Kaja Vetter (c) privat

„Jede der vier Frauen ist ein bisschen Kaja“

Ein Gespräch mit Kaja Vetter über Pannen beim Konzert-Catering, die Schwierigkeiten zwischenmenschlicher Beziehungen und ihren Roman DAS LIED DER FREUNDSCHAFT.

 

 

Liebe Kaja Vetter, fangen wir direkt mit einer schwierigen Frage an: Ohne was könnten Sie am wenigsten leben – Bücher, Musik oder Freundschaft?

Kaja Vetter: „Das ist wirklich eine schwierige Frage! Ein Leben ohne Bücher? Ich liebe diese Stunden auf der Couch oder am Strand, am besten mit Tee und Schokolade, wenn ich den Abenteuern eines Romanhelden (oder einer Heldin!) folge.

Musik ist überall in meinem Leben, im Hintergrund beim Arbeiten, Schreiben, Kochen, im Vordergrund bei Konzerten meiner Lieblingsbands hier in Neuseeland.

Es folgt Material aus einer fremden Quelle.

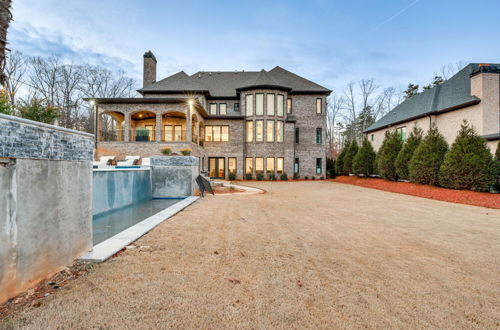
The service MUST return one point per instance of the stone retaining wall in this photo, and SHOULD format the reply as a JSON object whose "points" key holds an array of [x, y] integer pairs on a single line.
{"points": [[45, 201]]}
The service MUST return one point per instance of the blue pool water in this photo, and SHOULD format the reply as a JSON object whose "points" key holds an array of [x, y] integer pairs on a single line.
{"points": [[108, 224]]}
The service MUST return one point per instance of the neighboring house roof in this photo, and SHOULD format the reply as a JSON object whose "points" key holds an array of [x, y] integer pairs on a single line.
{"points": [[228, 84], [453, 94]]}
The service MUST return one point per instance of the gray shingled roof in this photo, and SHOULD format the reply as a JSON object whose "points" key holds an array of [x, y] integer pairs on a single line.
{"points": [[227, 84], [453, 93], [175, 82]]}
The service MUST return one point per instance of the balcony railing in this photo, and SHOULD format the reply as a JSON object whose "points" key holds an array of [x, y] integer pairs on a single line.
{"points": [[173, 135], [111, 135], [140, 134], [194, 138]]}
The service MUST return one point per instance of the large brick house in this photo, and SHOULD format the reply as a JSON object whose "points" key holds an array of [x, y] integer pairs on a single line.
{"points": [[237, 121], [472, 94]]}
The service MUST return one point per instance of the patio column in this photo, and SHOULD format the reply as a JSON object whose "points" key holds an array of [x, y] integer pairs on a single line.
{"points": [[197, 132], [99, 127], [189, 132], [159, 118], [126, 127]]}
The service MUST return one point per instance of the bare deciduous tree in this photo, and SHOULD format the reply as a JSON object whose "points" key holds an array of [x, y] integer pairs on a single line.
{"points": [[5, 18], [15, 68], [64, 85]]}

Es würde mich sehr schwer fallen, ohne Bücher oder Musik zu leben. Aber am wenigsten könnte ich auf Freundschaft verzichten – besonders, weil ich so weit weg von meiner Familie lebe, sind meine Freunde hier eine Ersatzfamilie. Wir unternehmen viel miteinander in den guten Zeiten und helfen uns in den schwierigen Momenten.“

 

Sie waren selbst Musikerin: Wie stark haben Ihre Erfahrungen Sie zu diesem Roman inspiriert?

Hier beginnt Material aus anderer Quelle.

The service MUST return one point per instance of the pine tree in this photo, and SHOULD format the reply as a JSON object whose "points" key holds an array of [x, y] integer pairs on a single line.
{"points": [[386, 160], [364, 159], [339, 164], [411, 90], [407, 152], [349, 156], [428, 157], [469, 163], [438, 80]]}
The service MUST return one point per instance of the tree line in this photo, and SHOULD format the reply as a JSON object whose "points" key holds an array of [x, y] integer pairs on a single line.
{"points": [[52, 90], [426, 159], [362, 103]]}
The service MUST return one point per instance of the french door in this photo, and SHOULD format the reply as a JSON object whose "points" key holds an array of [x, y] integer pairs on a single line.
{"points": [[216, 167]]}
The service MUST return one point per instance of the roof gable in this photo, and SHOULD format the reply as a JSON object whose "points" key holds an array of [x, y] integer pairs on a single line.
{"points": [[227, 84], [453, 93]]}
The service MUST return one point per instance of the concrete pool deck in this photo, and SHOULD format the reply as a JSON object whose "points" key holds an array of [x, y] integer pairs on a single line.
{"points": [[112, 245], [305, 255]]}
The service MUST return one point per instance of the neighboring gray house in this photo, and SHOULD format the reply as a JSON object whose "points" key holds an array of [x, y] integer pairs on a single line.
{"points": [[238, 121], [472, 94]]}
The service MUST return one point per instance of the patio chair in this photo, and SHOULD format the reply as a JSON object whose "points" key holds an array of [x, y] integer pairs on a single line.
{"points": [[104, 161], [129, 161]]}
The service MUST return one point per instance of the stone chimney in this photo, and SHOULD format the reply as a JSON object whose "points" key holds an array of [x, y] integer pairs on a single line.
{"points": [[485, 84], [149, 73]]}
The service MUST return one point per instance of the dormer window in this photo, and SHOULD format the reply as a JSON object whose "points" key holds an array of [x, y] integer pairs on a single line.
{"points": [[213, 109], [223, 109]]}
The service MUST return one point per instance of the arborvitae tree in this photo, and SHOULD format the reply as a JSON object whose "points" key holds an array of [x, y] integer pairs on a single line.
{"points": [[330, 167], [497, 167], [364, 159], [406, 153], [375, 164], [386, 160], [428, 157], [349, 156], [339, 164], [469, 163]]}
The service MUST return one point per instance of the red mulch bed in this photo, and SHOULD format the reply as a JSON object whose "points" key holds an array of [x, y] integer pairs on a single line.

Kaja Vetter: „Die Jahre mit den wunderbaren Lemonbabies waren auf jeden Fall die Inspiration für meinen Roman DAS LIED DER FREUNDSCHAFT. Wir konnten am Anfang alle keine Instrumente spielen, haben viel improvisiert und so langsam dazu gelernt. Es war eine tolle Zeit, ganz egal, ob wir kleine Gigs hatten oder große, ob wir Song von den Beatles nachgespielt haben oder unsere eigenen Stücke.

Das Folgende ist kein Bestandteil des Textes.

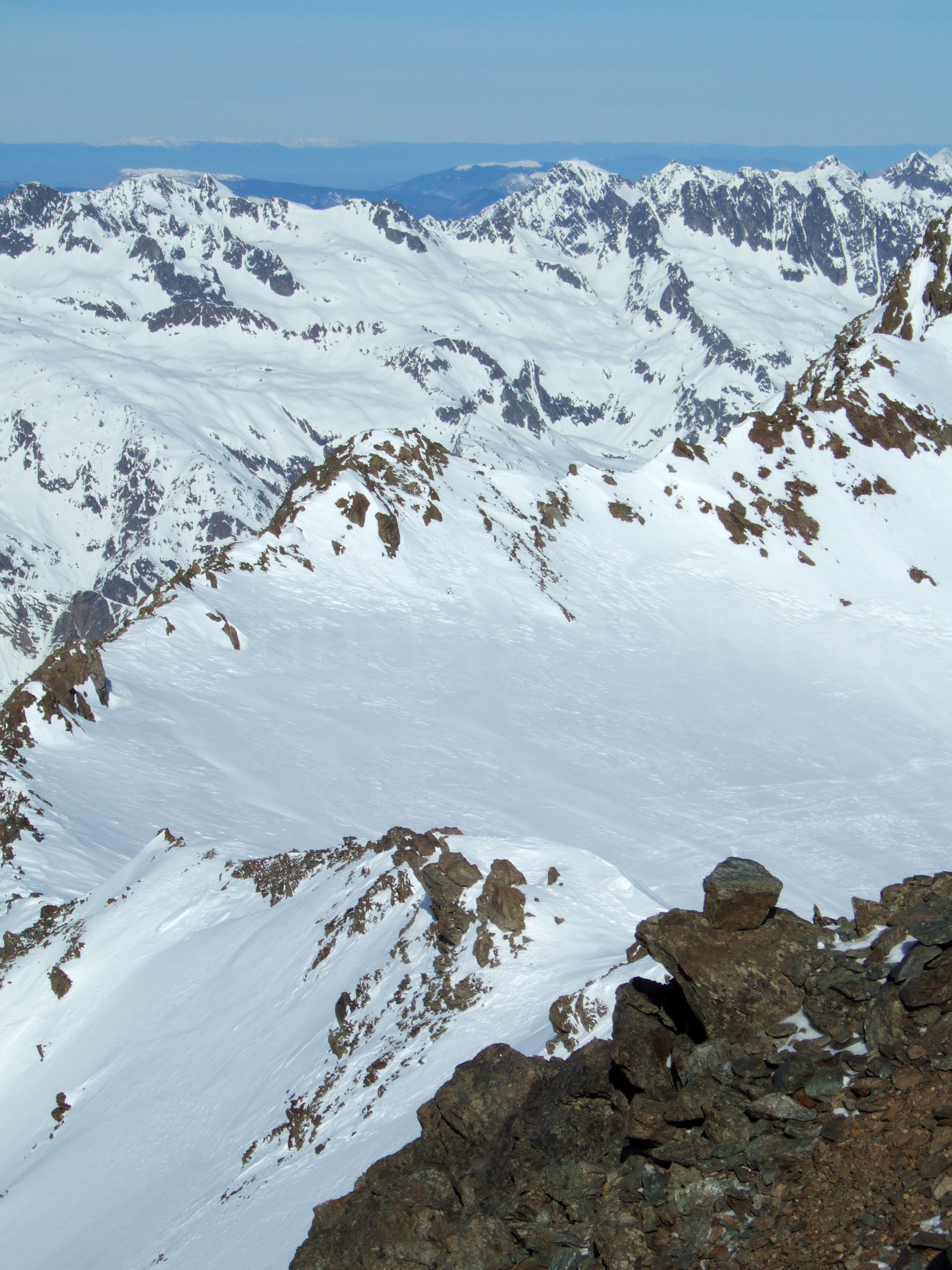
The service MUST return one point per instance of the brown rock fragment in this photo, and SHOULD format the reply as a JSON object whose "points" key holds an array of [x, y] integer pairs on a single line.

Ich habe die Lemonbabies schließlich verlassen, weil ich mich entscheiden musste zwischen einem Studium und der Karriere als Musikerin – also ein Konflikt, vor dem die Hauptfiguren in meinem Buch auch stehen. Außerdem hat es mich gereizt zu zeigen, was wirklich hinter den Kulissen vor sich geht. Als Teenager hatte ich ein rosarotes Bild vom Musikerleben, und die Realität ist eben doch ein wenig anders – gerade als relativ unbekannte Band. Jennifer Lopez kann sich vertraglich zusichern lassen, dass in ihrer Garderobe nur weiße Blumen stehen – wir waren froh, wenn wir eine Garderobe bekamen.“ (lacht)

 

Verraten Sie uns mehr darüber?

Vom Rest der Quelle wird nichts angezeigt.